Rhonda Hayes Curtis speaks about acceptance, healing, gratitude, and her memoir Love At The Last Minute.

Watch our conversation here.

I "met" author, Rhonda Hayes Curtis, via Facebook when I saw a post about her newly published memoir, Love At The Last Minute. As soon as I saw the book's subtitle, A Mother's Journey to Courage, Acceptance, and Wisdom, I knew I needed to get this book into my hands asap. Also, I reached out to "friend" Rhonda and say, "hello." I introduced myself and explained that I was working with Jennie Nash (as Rhonda had) on my first memoir and that while my plot line is very different from Rhonda's, we share some deep universal themes. Rhonda kindly wrote me back and we started a correspondence. The rest, as they say, is history.

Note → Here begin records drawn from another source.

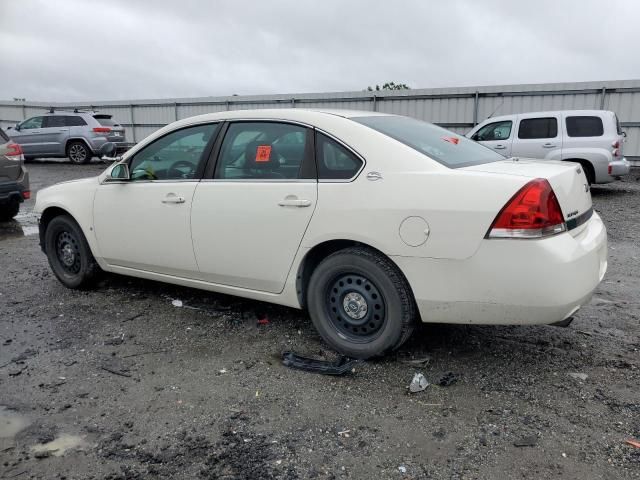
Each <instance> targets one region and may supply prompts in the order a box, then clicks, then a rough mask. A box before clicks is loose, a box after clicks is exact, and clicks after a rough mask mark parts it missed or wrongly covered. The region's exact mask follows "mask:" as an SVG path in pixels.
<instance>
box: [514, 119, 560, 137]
mask: <svg viewBox="0 0 640 480" xmlns="http://www.w3.org/2000/svg"><path fill="white" fill-rule="evenodd" d="M557 136H558V120H557V119H556V118H555V117H550V118H526V119H524V120H520V127H519V128H518V138H522V139H533V138H556V137H557Z"/></svg>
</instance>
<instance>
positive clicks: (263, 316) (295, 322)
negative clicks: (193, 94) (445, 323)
mask: <svg viewBox="0 0 640 480" xmlns="http://www.w3.org/2000/svg"><path fill="white" fill-rule="evenodd" d="M103 168H104V165H102V164H90V165H86V166H75V165H69V164H65V163H57V162H51V163H32V164H30V171H31V179H32V190H33V191H34V192H35V191H37V190H38V189H40V188H42V187H44V186H46V185H49V184H52V183H55V182H58V181H62V180H68V179H71V178H79V177H86V176H91V175H95V174H97V173H98V172H100V171H101V170H102V169H103ZM592 193H593V199H594V204H595V207H596V210H597V211H598V212H600V214H601V215H602V217H603V218H604V221H605V222H606V224H607V227H608V229H609V242H610V243H609V245H610V258H609V271H608V273H607V275H606V277H605V279H604V281H603V282H602V284H601V285H600V287H599V288H598V290H597V292H596V294H595V296H594V298H593V300H592V301H591V303H590V304H589V305H587V306H586V307H584V308H583V309H582V310H581V311H580V312H579V313H578V314H577V316H576V320H575V321H574V323H573V324H572V325H571V326H570V327H569V328H556V327H547V326H539V327H477V326H447V325H425V326H422V327H420V328H419V329H418V330H417V332H416V333H415V334H414V335H413V337H412V339H411V340H410V341H409V342H408V343H407V344H406V345H405V346H404V347H403V348H402V350H401V351H400V352H398V354H397V355H396V356H392V357H389V358H385V359H383V360H379V361H372V362H367V363H362V364H360V365H359V366H357V367H356V371H355V373H354V374H351V375H347V376H344V377H335V378H334V377H326V376H321V375H315V374H310V373H305V372H300V371H295V370H290V369H287V368H285V367H283V366H281V364H280V361H279V355H280V354H281V352H282V351H284V350H295V351H296V352H298V353H302V354H311V355H323V356H328V357H331V353H330V352H327V351H325V348H326V346H325V345H324V344H323V343H322V341H321V340H320V338H319V337H318V335H317V334H316V333H315V331H314V329H313V326H312V324H311V321H310V320H309V318H308V316H307V315H306V314H304V313H301V312H299V311H296V310H291V309H287V308H283V307H277V306H272V305H267V304H263V303H259V302H253V301H248V300H242V299H239V298H235V297H229V296H224V295H215V294H210V293H206V292H201V291H198V290H192V289H187V288H180V287H174V286H170V285H164V284H160V283H156V282H152V281H144V280H137V279H131V278H127V277H120V276H115V275H109V276H106V277H105V279H104V280H103V281H102V283H101V284H100V286H99V288H97V289H96V290H94V291H90V292H78V291H72V290H67V289H65V288H64V287H62V285H60V283H58V281H57V280H56V279H55V277H54V276H53V274H52V273H51V272H50V270H49V267H48V265H47V261H46V259H45V257H44V255H43V254H42V253H41V252H40V250H39V247H38V239H37V234H36V229H35V225H36V224H35V218H34V216H33V215H32V214H30V210H31V209H32V207H33V202H32V201H30V202H28V203H26V204H25V205H24V206H23V207H24V208H23V211H22V213H21V214H20V216H19V218H18V221H17V222H12V223H10V224H5V225H3V226H1V227H0V272H1V273H2V275H1V277H0V478H18V479H24V478H42V479H44V478H47V479H50V478H60V479H62V478H67V479H105V480H107V479H108V480H116V479H143V478H144V479H146V478H151V479H153V478H173V479H214V478H227V479H232V478H233V479H295V478H320V479H325V478H354V479H360V478H375V479H385V478H391V479H402V478H415V479H436V478H446V479H498V478H499V479H503V478H519V479H523V478H524V479H540V478H572V479H573V478H579V479H585V478H589V479H627V478H640V449H638V448H634V447H632V446H630V445H628V444H625V440H627V439H630V438H636V439H640V354H639V350H640V337H639V334H640V321H639V316H640V295H638V292H640V275H639V272H640V269H639V267H640V241H639V239H640V171H637V170H635V171H634V172H633V173H632V174H631V175H629V176H627V177H625V178H624V179H623V180H622V181H620V182H616V183H614V184H611V185H606V186H601V187H594V188H593V190H592ZM549 274H550V275H553V272H549ZM175 299H180V300H182V301H183V303H184V305H185V306H184V307H182V308H176V307H174V306H172V300H175ZM265 315H266V316H267V318H268V319H269V323H268V324H266V325H259V324H258V322H257V320H258V319H259V318H263V317H264V316H265ZM411 360H414V361H415V360H419V361H422V363H421V364H417V363H418V362H415V363H414V364H411V363H410V361H411ZM415 372H421V373H423V374H424V375H425V376H426V377H427V379H429V381H431V382H432V385H431V386H429V387H428V388H427V389H426V390H425V391H423V392H420V393H417V394H414V395H409V394H407V390H406V387H407V385H408V384H409V382H410V381H411V378H412V377H413V374H414V373H415ZM449 372H452V373H453V375H449V378H453V380H454V381H453V383H452V384H451V385H448V386H439V385H436V383H437V381H438V380H439V379H440V378H441V377H442V376H443V375H445V374H448V373H449ZM576 374H578V375H576ZM582 374H583V375H582ZM443 383H446V382H443ZM49 442H52V443H49Z"/></svg>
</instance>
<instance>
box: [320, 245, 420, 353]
mask: <svg viewBox="0 0 640 480" xmlns="http://www.w3.org/2000/svg"><path fill="white" fill-rule="evenodd" d="M307 292H308V293H307V303H308V307H309V314H310V315H311V319H312V321H313V323H314V325H315V327H316V329H317V330H318V332H319V333H320V335H321V336H322V338H323V339H324V340H325V341H326V342H327V343H328V344H329V345H331V346H332V347H333V348H334V349H335V350H337V351H338V352H340V353H342V354H344V355H347V356H349V357H353V358H370V357H375V356H379V355H384V354H385V353H387V352H389V351H391V350H395V349H397V348H398V347H400V345H402V344H403V343H404V342H405V341H406V340H407V339H408V338H409V336H410V335H411V332H412V330H413V327H414V324H415V320H416V307H415V302H414V299H413V295H412V293H411V289H410V288H409V285H408V283H407V281H406V279H405V278H404V276H403V275H402V273H401V272H400V271H399V270H398V268H397V267H396V266H395V265H394V264H393V263H392V262H391V261H390V260H389V259H388V258H386V257H385V256H383V255H381V254H379V253H377V252H375V251H373V250H371V249H368V248H361V247H352V248H348V249H344V250H340V251H338V252H336V253H333V254H332V255H330V256H328V257H327V258H326V259H325V260H323V261H322V262H321V263H320V264H319V265H318V267H317V268H316V269H315V271H314V272H313V274H312V275H311V279H310V281H309V286H308V289H307Z"/></svg>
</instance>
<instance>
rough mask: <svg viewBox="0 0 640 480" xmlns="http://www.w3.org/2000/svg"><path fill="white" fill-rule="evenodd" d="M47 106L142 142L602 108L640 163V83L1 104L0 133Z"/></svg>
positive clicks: (522, 86)
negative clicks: (320, 125) (158, 140)
mask: <svg viewBox="0 0 640 480" xmlns="http://www.w3.org/2000/svg"><path fill="white" fill-rule="evenodd" d="M50 106H53V107H56V108H76V107H77V108H94V109H97V110H99V111H100V112H101V113H109V114H111V115H113V116H114V118H115V119H116V120H118V121H119V122H120V123H122V124H123V125H124V126H125V127H126V129H127V136H128V138H129V140H132V141H139V140H141V139H143V138H144V137H146V136H147V135H149V134H150V133H152V132H153V131H155V130H157V129H158V128H160V127H162V126H164V125H166V124H168V123H171V122H173V121H175V120H178V119H182V118H186V117H191V116H194V115H200V114H203V113H210V112H220V111H225V110H238V109H253V108H291V107H293V108H343V109H350V110H370V111H379V112H387V113H397V114H401V115H408V116H411V117H415V118H419V119H422V120H427V121H430V122H434V123H437V124H440V125H442V126H444V127H446V128H449V129H451V130H453V131H455V132H457V133H466V132H467V131H469V130H470V129H471V127H473V125H475V124H476V123H479V122H481V121H482V120H484V119H485V118H487V117H488V116H490V115H492V114H493V115H504V114H509V113H523V112H535V111H543V110H572V109H604V110H613V111H614V112H616V113H617V114H618V117H619V118H620V121H621V123H622V126H623V129H624V130H625V131H626V132H627V135H628V136H627V142H626V144H625V155H626V156H627V157H637V158H640V80H623V81H607V82H579V83H554V84H531V85H497V86H486V87H463V88H435V89H420V90H404V91H394V92H390V91H380V92H337V93H335V92H334V93H314V94H291V95H261V96H232V97H205V98H177V99H161V100H131V101H108V102H93V103H84V104H77V103H47V102H24V103H22V102H0V126H4V127H6V126H9V125H13V124H15V123H16V122H19V121H22V120H24V119H26V118H29V117H31V116H33V115H36V114H39V113H42V112H43V111H45V110H46V109H48V108H49V107H50Z"/></svg>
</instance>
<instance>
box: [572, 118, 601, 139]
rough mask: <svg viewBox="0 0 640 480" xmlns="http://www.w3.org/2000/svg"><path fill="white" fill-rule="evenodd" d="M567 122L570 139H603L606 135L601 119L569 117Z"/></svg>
mask: <svg viewBox="0 0 640 480" xmlns="http://www.w3.org/2000/svg"><path fill="white" fill-rule="evenodd" d="M566 121H567V135H569V136H570V137H601V136H602V135H603V134H604V126H603V125H602V119H601V118H600V117H567V120H566Z"/></svg>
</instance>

Here's the blurb from Rhonda's book:

Rhonda Hayes promised to give her thirty-five-year-old dying daughter, Sherry, anything she wanted. When Sherry requested that her mother sign up for a dating site, Rhonda was panic-struck. What would people think? Only nine months earlier, Rhonda's devoted husband, Greg, had died from cancer. Keeping her promise, Rhonda acquiesced to Sherry's wish. Together they completed a dating profile; moments before hitting SUBMIT, Rhonda added these words:

My daughter has terminal cancer and she is my life right now. Why would I be on a dating site? She is encouraging me to move on with my life and what a treat it would be if you had the opportunity to meet her. She is an angel.

Weeks later, Rhonda was immersed in two worlds: the exhilaration of falling in love and the despair of watching her daughter die.

Love At The Last Minute is a memoir about finding courage, acceptance, and love. It's also about how opening up to God's plan can truly bring miracles into your life.

Watch the interview here.


  1. What a wonderful interview! I really enjoyed watching this, Tracey. Rhonda is amazing. So many topics spoke to me: acceptance, putting good thoughts/deeds into the Universe, feeling grateful, and helping other people. And how these are all choices we can make.

    Spirituality… there are limitless variations of what this means to everyone. Rhonda spoke of how what happens is supposed to have happened, that there's a purpose to what happens even if we don't see it that way at first. I can't say I agree with this concept. I believe that bad stuff can just happen – – – no rhyme or reason, no higher power calling the shots. Nothing in the Universe that pulled the strings to cause Rhonda's husband and daughter to die. Nothing in the Universe that called for my husband to die.

    We each need to get through the rest of our lives with some kind of acceptance, to move toward that peace that we crave. How Rhonda views the reason for the loss of her loved ones is beautiful and it's okay, of course, that we have different views. Rhonda certainly deserves to be at peace with the tragedies she's experienced.

    The way I see it, my husband died because he had cancer, and no matter what happens to me for the rest of my life, I can't envision feeling this was how his life, my life and our children's lives were "supposed" to play out. However, I can envision a future where I will feel happy and fulfilled, and be able to say, "I worked on moving forward instead of being stuck in grief and self-pity for the rest of my life. I chose to find light, happiness and peace."

    But back to the interview in general… it was great to watch and I wish Rhonda the best in her book sales and in all her endeavors! She is a very strong person. Kudos to her.

  2. Thank you, Sue, for this beautiful and meaningful comment to our interview. Yes. You touched on several of the very reasons I wanted to do it and hoped it would help others: acceptance, letting go, spirituality. I certainly understand your view, and love that you can envision a future in which you feel happy and fulfilled. That's what we all want, isn't it? To find a way, in the face of tragedy and crisis, to not let the negative define us or our stories forever…Thanks for your comment.